There was a time when I would pay to see Angelina Jolie movies in the theatre, even though I knew they would be awful, just for the privilege of basking in her glow. But Angelina has changed. Her movies have gotten worse (is it possible?), and her glow has dissipated. Salt is probably the worst movie I have seen in a long time; it was, in fact, the worst of six airplane movies I saw during my international Christmas holiday. That is pretty bad.
The tag line for the film was, "Who is Salt?" and I have to admit that, though I carefully watched the film, even rewinding and re-watching certain confounding scenes, I am still not sure. But not because the plot is complex and redoubling, like Primer's. The challenge here is that the screenwriting is lazy, and the plot is incomplete. At the film's start, Jolie is an American agent. She is hoping to go home to her adored husband at the end of a long workday, but is called in to interrogate a strange man, claiming to be a Russian spy. During the interrogation, he describes a plot in which a Russian agent will assassinate the Russian prime minister—on American soil. The name of the Russian agent? Eveyln Salt (Jolie). Strangely, she runs. She is chased. She blows some things up in order to get away. Action! Adventure! Explosions!

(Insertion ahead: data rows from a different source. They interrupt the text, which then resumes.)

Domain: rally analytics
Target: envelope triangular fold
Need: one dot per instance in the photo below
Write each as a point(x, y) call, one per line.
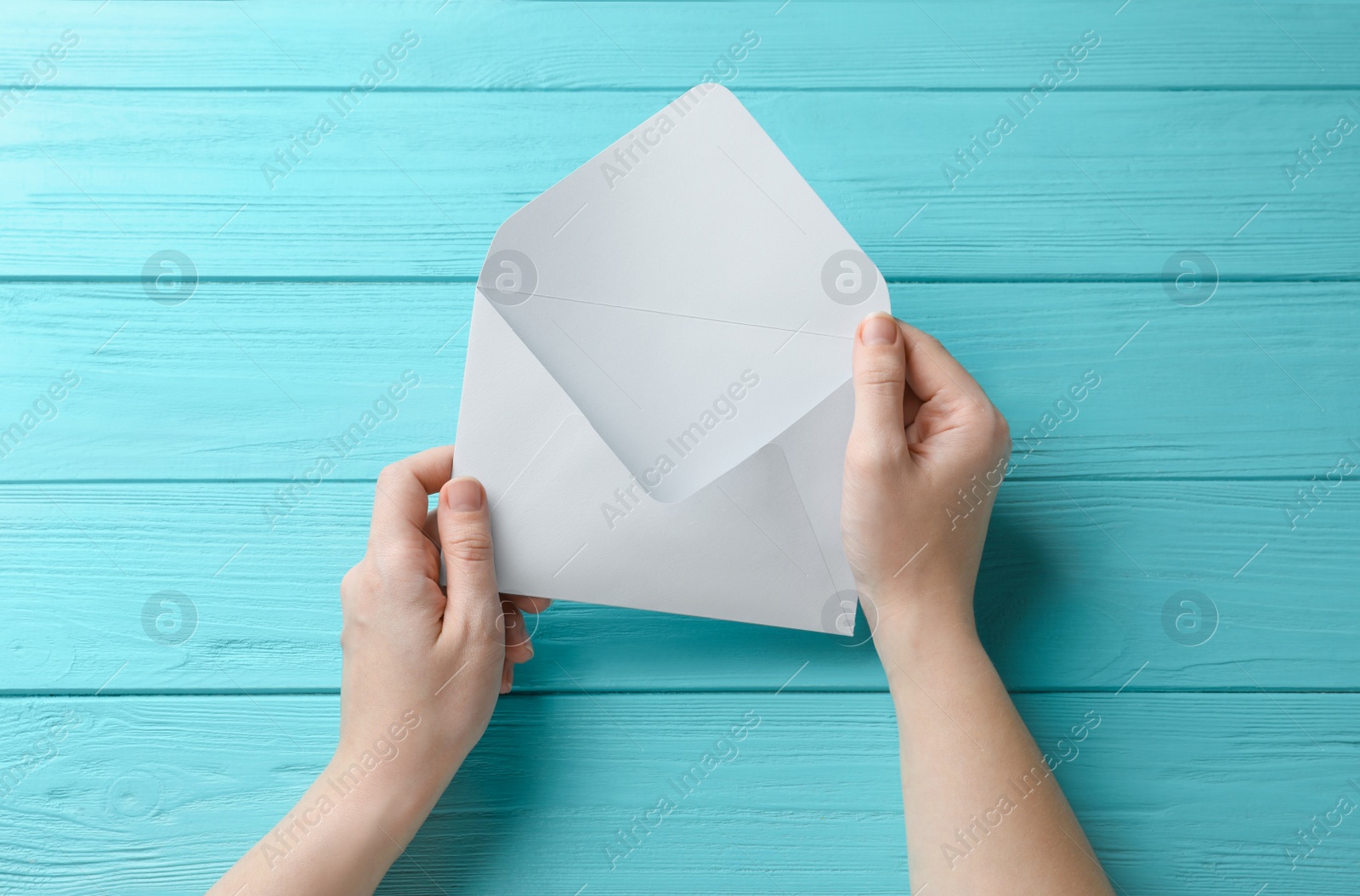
point(656, 392)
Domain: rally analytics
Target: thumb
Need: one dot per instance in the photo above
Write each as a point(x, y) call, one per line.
point(881, 380)
point(466, 540)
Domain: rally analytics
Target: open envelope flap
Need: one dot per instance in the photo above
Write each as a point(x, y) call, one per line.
point(687, 290)
point(759, 544)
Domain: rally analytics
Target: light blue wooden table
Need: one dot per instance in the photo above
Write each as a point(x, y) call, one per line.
point(1176, 553)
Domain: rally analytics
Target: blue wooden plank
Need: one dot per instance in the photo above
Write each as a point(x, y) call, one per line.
point(1081, 587)
point(248, 380)
point(592, 45)
point(1088, 185)
point(1180, 793)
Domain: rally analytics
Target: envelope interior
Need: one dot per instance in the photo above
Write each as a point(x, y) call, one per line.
point(682, 305)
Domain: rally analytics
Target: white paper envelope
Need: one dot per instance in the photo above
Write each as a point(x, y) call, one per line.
point(657, 385)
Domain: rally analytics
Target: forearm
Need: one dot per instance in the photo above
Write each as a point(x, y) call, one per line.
point(983, 812)
point(340, 838)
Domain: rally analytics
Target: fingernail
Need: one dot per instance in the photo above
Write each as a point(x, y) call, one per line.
point(879, 329)
point(464, 495)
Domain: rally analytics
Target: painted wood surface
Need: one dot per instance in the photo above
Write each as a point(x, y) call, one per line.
point(1169, 495)
point(1076, 581)
point(1181, 793)
point(1090, 185)
point(253, 380)
point(928, 45)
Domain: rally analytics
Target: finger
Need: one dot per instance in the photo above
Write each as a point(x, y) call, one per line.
point(528, 604)
point(401, 499)
point(881, 377)
point(466, 537)
point(518, 648)
point(932, 370)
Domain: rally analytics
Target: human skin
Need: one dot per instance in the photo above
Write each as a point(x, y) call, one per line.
point(925, 456)
point(423, 665)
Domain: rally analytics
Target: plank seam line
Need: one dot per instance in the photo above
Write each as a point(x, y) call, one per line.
point(677, 88)
point(471, 279)
point(577, 692)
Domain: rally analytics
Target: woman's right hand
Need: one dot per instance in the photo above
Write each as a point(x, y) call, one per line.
point(925, 457)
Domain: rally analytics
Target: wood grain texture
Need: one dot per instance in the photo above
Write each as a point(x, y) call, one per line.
point(160, 471)
point(1180, 793)
point(600, 45)
point(1090, 185)
point(1074, 587)
point(253, 380)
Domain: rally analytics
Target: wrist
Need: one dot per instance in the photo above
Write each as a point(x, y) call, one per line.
point(922, 626)
point(388, 798)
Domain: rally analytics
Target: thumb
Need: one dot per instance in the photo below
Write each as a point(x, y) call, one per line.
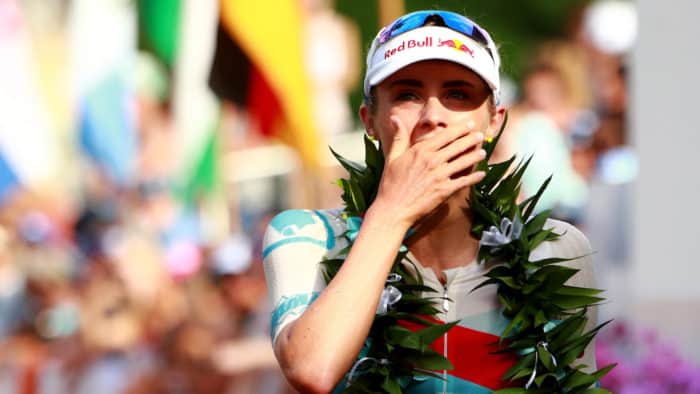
point(401, 141)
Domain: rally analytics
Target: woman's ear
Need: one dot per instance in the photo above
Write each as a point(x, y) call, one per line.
point(367, 120)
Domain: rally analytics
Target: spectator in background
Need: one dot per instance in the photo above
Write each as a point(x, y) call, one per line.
point(549, 118)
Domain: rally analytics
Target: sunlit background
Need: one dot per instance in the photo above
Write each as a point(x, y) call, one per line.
point(145, 144)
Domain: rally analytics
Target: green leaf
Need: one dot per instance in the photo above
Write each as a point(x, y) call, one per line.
point(430, 360)
point(573, 302)
point(490, 146)
point(430, 334)
point(530, 203)
point(495, 173)
point(349, 165)
point(391, 386)
point(545, 358)
point(597, 390)
point(577, 291)
point(512, 390)
point(535, 224)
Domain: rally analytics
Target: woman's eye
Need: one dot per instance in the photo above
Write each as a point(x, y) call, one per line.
point(458, 95)
point(406, 96)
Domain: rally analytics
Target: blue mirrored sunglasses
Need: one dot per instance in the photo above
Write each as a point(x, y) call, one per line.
point(456, 22)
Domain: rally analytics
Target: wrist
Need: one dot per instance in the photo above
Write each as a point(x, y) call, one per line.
point(388, 217)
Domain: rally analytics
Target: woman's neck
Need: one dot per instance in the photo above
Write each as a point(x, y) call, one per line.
point(443, 239)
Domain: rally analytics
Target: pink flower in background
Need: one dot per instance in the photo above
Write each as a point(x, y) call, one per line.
point(645, 363)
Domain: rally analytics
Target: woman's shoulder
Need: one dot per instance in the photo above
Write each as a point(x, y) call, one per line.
point(572, 242)
point(320, 227)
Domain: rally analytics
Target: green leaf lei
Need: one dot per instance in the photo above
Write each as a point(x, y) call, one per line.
point(547, 317)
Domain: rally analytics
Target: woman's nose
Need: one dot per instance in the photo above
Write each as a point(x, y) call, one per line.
point(433, 115)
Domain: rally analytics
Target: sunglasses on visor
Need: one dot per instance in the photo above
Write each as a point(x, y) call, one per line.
point(451, 20)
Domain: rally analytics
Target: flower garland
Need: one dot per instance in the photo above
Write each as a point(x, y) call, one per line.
point(547, 317)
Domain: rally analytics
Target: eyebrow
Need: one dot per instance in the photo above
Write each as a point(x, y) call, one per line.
point(457, 84)
point(407, 82)
point(417, 83)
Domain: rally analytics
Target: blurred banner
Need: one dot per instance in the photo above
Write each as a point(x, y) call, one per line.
point(27, 138)
point(103, 39)
point(259, 65)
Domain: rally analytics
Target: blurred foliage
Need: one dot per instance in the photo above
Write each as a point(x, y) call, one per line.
point(516, 26)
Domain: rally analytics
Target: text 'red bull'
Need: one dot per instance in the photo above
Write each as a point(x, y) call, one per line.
point(428, 42)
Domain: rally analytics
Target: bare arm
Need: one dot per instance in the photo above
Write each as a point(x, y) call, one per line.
point(318, 348)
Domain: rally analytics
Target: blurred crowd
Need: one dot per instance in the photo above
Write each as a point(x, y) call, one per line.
point(108, 287)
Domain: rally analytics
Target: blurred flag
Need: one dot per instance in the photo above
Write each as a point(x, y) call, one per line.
point(180, 34)
point(26, 136)
point(8, 179)
point(103, 37)
point(259, 64)
point(159, 28)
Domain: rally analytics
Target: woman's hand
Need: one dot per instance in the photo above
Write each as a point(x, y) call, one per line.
point(418, 178)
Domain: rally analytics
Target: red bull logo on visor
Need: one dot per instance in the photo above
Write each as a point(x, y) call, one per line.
point(457, 45)
point(428, 42)
point(408, 44)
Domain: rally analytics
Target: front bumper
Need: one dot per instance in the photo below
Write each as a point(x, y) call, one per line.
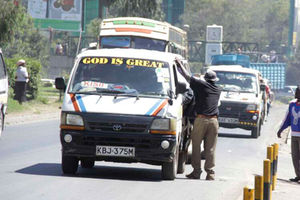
point(147, 147)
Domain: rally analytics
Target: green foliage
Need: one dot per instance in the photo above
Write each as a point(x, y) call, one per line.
point(33, 67)
point(263, 22)
point(137, 8)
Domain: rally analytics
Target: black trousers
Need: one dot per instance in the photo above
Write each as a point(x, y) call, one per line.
point(20, 91)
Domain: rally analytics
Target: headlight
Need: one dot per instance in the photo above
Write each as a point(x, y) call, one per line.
point(71, 122)
point(72, 119)
point(163, 126)
point(251, 107)
point(160, 124)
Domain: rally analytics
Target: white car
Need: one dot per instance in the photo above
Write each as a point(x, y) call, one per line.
point(242, 98)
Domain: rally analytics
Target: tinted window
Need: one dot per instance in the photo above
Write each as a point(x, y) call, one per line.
point(234, 81)
point(121, 75)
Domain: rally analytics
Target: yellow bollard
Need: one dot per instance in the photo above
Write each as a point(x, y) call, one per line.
point(259, 188)
point(271, 158)
point(267, 179)
point(275, 164)
point(248, 194)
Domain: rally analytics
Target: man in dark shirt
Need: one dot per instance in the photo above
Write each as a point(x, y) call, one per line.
point(207, 95)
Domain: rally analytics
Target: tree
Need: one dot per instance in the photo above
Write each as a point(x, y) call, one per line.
point(9, 17)
point(257, 21)
point(26, 40)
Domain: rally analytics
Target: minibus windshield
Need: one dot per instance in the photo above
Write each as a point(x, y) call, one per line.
point(132, 42)
point(235, 81)
point(107, 75)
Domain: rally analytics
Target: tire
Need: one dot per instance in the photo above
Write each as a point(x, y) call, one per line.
point(69, 164)
point(255, 132)
point(169, 169)
point(87, 163)
point(181, 162)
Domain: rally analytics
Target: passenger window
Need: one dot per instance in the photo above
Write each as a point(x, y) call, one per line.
point(2, 68)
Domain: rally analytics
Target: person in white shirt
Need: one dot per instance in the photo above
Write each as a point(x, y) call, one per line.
point(21, 81)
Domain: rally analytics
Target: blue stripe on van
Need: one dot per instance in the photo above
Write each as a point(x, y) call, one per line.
point(81, 104)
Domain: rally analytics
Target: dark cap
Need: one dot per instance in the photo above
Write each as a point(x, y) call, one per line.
point(211, 76)
point(297, 92)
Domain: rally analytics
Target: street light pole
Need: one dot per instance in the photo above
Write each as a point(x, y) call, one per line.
point(291, 28)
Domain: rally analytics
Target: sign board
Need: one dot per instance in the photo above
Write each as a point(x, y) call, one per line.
point(210, 50)
point(274, 72)
point(63, 15)
point(214, 33)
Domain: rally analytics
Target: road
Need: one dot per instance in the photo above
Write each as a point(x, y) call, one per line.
point(30, 168)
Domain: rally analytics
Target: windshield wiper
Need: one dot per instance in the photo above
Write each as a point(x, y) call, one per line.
point(135, 94)
point(155, 93)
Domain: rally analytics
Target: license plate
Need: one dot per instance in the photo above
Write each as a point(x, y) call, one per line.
point(115, 151)
point(228, 120)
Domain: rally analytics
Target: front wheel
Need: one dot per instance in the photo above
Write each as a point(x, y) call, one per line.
point(169, 169)
point(69, 164)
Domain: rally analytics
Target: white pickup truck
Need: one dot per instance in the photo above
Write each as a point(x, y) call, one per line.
point(242, 98)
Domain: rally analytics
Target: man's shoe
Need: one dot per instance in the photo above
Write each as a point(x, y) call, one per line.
point(296, 179)
point(194, 175)
point(210, 177)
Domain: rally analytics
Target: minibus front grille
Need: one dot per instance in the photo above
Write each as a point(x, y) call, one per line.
point(117, 127)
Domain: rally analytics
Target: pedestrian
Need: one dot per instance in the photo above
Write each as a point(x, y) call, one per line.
point(292, 119)
point(21, 81)
point(207, 95)
point(59, 49)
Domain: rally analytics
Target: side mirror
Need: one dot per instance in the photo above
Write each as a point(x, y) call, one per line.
point(263, 87)
point(171, 96)
point(60, 83)
point(181, 87)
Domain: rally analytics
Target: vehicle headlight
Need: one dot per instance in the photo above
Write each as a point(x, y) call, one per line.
point(163, 126)
point(72, 119)
point(252, 108)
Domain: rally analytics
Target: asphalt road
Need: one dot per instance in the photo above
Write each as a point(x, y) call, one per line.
point(30, 168)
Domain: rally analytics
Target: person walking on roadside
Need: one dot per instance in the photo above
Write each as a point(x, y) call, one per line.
point(292, 119)
point(21, 81)
point(207, 95)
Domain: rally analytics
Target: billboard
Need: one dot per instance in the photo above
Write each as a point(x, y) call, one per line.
point(63, 15)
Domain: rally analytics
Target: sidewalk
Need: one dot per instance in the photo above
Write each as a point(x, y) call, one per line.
point(285, 189)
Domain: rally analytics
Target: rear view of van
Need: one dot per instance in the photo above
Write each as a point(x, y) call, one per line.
point(3, 91)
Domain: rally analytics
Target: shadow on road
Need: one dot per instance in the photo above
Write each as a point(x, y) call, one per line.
point(102, 172)
point(234, 135)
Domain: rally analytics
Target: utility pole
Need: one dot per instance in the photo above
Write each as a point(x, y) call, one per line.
point(292, 35)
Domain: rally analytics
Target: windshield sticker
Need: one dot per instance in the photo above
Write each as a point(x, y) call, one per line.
point(120, 61)
point(93, 84)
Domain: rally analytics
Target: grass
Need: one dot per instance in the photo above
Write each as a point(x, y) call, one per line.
point(48, 97)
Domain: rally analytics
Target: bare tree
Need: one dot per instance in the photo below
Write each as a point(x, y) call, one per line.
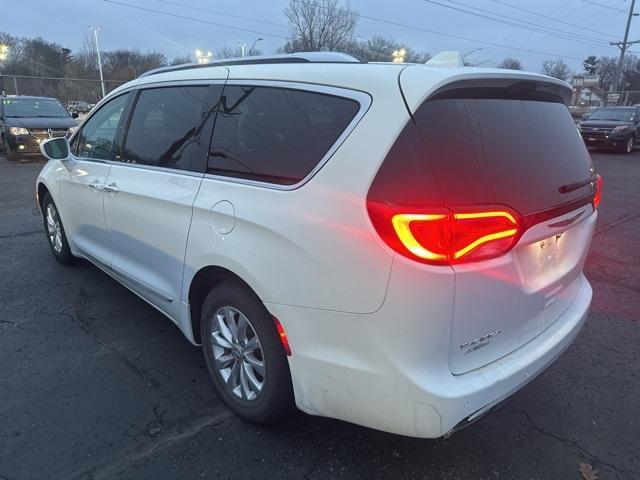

We have flashbacks. Jolie was an American child in Russia. Her parents were killed and she was taken in as a student at a spy academy and sent back to America to be a double agent. But when the time comes to kill the prime minister, she doesn't do it, only injecting him with a spider's poison, which makes him appear dead for a few days. And so, has she double-crossed Russia? Or are we at triple-crossing now? I am not sure. The film ends with her running through the woods, chased by an American helicopter she has just jumped out of. Where is she running, and what is her plan? Did she truly love her strange, arachnophilic husband, whom we discover in flashback that she had courted intentionally from the start, as a cover? We don't know. Nor do we care.